Eventually, I realized that by constantly comparing myself to others I was placing them on a pedestal and placing myself in a ditch. I had to stop letting the words get to me. “Why does this person’s opinion of me matter so much?” I would ask.  Then I had to ask myself this question. “Whose measure am I trying to meet?” I realized how ridiculous it was for me to look to others for approval or to compare myself to other people. By doing so was to belittle myself.

I once heard a quote that said, “Stop comparing your behind the scenes to another persons highlight reel.” I decided to stop comparing myself to others, stop listening to the voices of the past, and do what I needed to do to succeed.

I finally forgave myself.

I decided that I was no longer going to live in guilt and shame. I was no longer going to let my past decide my future.  Those mistakes were made and there is nothing I can do to go back and change them, so why waste today’s energy on the past?  This was energy I could use to have quality time with my boys or time to spend with family and friends in a positive atmosphere.  I know it sounds simple, but for me it was. I simply decided to forgive myself and move forward, not  look backward.

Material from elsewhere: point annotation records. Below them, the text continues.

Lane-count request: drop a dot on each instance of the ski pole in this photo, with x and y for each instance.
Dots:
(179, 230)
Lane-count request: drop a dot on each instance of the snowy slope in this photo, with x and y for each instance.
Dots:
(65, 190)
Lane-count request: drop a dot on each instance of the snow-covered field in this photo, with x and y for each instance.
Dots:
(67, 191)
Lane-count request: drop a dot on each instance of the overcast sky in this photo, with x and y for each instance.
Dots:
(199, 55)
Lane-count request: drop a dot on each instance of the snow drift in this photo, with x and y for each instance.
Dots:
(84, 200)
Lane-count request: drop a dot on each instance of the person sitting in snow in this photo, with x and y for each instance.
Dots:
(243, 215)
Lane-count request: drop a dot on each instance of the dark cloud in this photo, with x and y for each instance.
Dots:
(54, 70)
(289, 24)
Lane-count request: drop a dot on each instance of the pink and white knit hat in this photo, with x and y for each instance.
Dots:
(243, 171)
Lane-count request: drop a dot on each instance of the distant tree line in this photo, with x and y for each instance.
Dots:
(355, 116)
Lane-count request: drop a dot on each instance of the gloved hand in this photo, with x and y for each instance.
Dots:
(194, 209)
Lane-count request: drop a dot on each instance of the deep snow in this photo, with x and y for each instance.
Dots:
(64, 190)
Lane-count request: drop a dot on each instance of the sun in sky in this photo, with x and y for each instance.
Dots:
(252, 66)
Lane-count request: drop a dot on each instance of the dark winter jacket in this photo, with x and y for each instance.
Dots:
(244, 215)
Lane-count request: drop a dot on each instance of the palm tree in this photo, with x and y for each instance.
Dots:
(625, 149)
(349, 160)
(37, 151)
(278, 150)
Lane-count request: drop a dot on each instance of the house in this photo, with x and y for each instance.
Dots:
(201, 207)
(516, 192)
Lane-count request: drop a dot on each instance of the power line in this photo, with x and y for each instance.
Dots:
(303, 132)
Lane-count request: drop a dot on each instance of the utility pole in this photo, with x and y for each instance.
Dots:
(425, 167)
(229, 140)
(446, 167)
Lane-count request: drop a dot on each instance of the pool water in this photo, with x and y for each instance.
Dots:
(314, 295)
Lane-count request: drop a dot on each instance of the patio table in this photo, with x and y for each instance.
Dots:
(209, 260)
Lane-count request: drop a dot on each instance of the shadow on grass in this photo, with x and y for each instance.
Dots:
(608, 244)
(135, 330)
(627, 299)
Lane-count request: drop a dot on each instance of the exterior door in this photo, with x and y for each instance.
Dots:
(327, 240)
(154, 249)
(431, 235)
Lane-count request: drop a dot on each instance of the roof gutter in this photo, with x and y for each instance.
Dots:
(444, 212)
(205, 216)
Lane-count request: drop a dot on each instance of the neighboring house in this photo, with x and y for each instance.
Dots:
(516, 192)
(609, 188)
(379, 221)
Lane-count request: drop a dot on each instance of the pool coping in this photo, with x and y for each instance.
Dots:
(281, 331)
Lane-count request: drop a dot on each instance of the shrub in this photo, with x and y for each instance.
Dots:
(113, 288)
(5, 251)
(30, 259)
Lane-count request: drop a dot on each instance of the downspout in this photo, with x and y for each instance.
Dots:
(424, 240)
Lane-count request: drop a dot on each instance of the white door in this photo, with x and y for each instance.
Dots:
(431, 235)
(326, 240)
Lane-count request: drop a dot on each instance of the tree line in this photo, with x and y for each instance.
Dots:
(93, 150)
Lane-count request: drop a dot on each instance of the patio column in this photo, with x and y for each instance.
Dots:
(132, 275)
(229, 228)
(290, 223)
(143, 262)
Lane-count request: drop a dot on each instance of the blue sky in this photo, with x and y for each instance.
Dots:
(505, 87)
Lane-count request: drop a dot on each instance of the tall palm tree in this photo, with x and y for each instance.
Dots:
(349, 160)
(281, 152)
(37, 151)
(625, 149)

I decided to live a positive life.

I knew I was broke and had bad credit. I knew my boys weren’t getting straight A’s in school. I knew that my life wasn’t perfect. But then again, what is perfect?  I decided to live my life being as positive as I can.  I did simple things like join Meet-up groups with people who had similar interest. I began managing my money and took a "Financial Peace" class at church.  I picked up new hobbies, stopped speaking negatively all the time.  I cut ties with people that didn’t bring joy into my life.  I spent more time with my boys, reminding them how much they meant to me.  I decided that I would spend my energy creating something positive which is why I created this blog.  I even volunteered more at church because by helping others I felt better about myself. I decided to take responsibility for my life, my own happiness and make a difference in the lives of others.

 

It’s been said that hindsight is 20/20, meaning that it is easy to recognize the right thing to do after it has taken place.  Unfortunately, we can’t go back to the past and change things no matter how much we may want to.  But we can decide to stop killing today with the problems of yesterday.  We can decide to live in the present, instead of the past.